Arranged by Stanbic Tanzania Ltd, the six-year loan amortises after two years and has a government guarantee.

The loan will float over the 182-day Treasury-bill, which means that the interest on the loan will be pegged to the T-Bill rate.

Another aspect that makes the loan secure is the fact that it is a Tanzania shilling loan, which has no exposure to foreign-exchange fluctuations.

Stanbic Bank Tanzania Ltd is the lead arranger of the loan, along with National Microfinance Bank and CRDB Bank as co-arrangers.

The three banks are also co-lenders alongside Tanzania Investment Bank, Exim Bank Tanzania Ltd, Public Service Pensions Fund, Parastatals Pension Fund, National Social Security Fund, Local Authorities Pension Fund and Government Employees Provident Fund.

Even more significant is the fact that Tanzania has circumvented the standard practice among developing countries of borrowing from the World Bank by relying on its own local institutions.

"This deal has demonstrated that companies such as Tanesco, which earn in shillings and have strong cashflow positions, don't have to risk borrowing offshore," said John Ngumi, Stanbic regional director of investment banking.

Tanzania becomes the first country in the region to use resources held by its pension funds to finance infrastructure.

In a sense, the deal is part of a growing trend where companies in East Africa are preferring to finance expansion and recovery through locally sourced, shilling-denominated long-term debt.

The expansion of Uganda's Entebbe Airport is being financed by $40 million long-term debt raised from a local syndicate of banks.

Last year, mobile telephone operator Celtel, raised $75 million in local debt. Since 2004, Stanbic Bank alone has structured and arranged deals that have raised $1 billion to fund the telecommunications, airports and electricity sectors.

Speaking to The EastAfrican, Tanesco managing director Dr Idris Rashidi, the immediate former governor of the Bank of Tanzania, described the deal as a landmark transaction that will pave the way for the return of the utility to its past financial strength.

Part of the money will be used to strengthen the company's transmission and distribution network in order to reduce power losses, to connect new customers and to train staff to improve customer service delivery.

Bashir Awale, Stanbic Bank Tanzania managing director, said the deal was critical to the recovery of the country's electricity sector.

He commended all participating financiers for the commitment to addressing critical country issues. "We all need and want a healthy, performing Tanesco," he said.

Under the recovery plan, Tanesco will embark on an ambitious capital expenditure programme to sustain an average load growth of 15 per cent per annum over the next five years.
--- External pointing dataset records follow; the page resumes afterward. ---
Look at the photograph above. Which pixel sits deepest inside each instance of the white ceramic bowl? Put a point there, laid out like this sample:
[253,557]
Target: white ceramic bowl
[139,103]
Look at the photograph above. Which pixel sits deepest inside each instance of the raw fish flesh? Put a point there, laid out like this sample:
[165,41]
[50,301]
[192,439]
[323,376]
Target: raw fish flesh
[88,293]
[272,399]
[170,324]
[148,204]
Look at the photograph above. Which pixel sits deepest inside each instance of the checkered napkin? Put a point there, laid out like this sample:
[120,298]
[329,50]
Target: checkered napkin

Also targeted in the plan are new infrastructure, new customers and upgrading of old infrastructure.

The deal comes nine months after the South African management group, Net Group Solutions, which had been contracted to run the company by the government, were kicked out.

Net Group Solutions was contracted to manage Tanesco in 2002 and its contract was extended for a further two years in 2004 but the government, early this year, said that it would not renew the contract with the South African firm.

The government cited unsatisfactory performance by the firm for non-renewal of the contract, but the South Africans countered by saying that they were given the power utility firm to run with their hands tied behind their back as they were not given powers to hire and fire.

To mitigate against the effects of load shedding, the government contracted several rental plants.

Aggreko from the United Arab Emirates was contracted to generate 40 megawatts, while Richmond Development Company from the United States was supposed to generate 100MW.

A third firm, Alstom Power Rentals, also from the US, will instal a power plant in Mwanza by the end of the year to generate 40MW.

The fourth power plant, to be built by Wartsila of Finland and owned by Tanesco, was to start commercial operation by August. The total installed capacity will be 145MW, out of which 100MW will be generated at Ubungo and the remaining 45MW at Tegeta.

Tanesco serves less than one million clients out of a population of 37 million people.

The national electricity coverage is 10 per cent but in most regions is in single digits. Rural coverage is less than two per cent.

The reasons behind this low coverage include the limited reach of Tanesco's grid and the low intensity of connections in the grid areas.

Tanesco is beset with other problems like inadequate financing, absence of policy, regulatory and financing mechanisms for rural electrification in general and alternative off-grid solutions in particular.

Tanzania is endowed with diverse energy sources including biomass, natural gas, hydropower, coal, geothermal, solar and wind power, much of which are untapped.

Woodfuel accounts for up to 92 per cent of total energy supply with about two per cent coming from hydroelectricity and seven per cent from oil-derived products.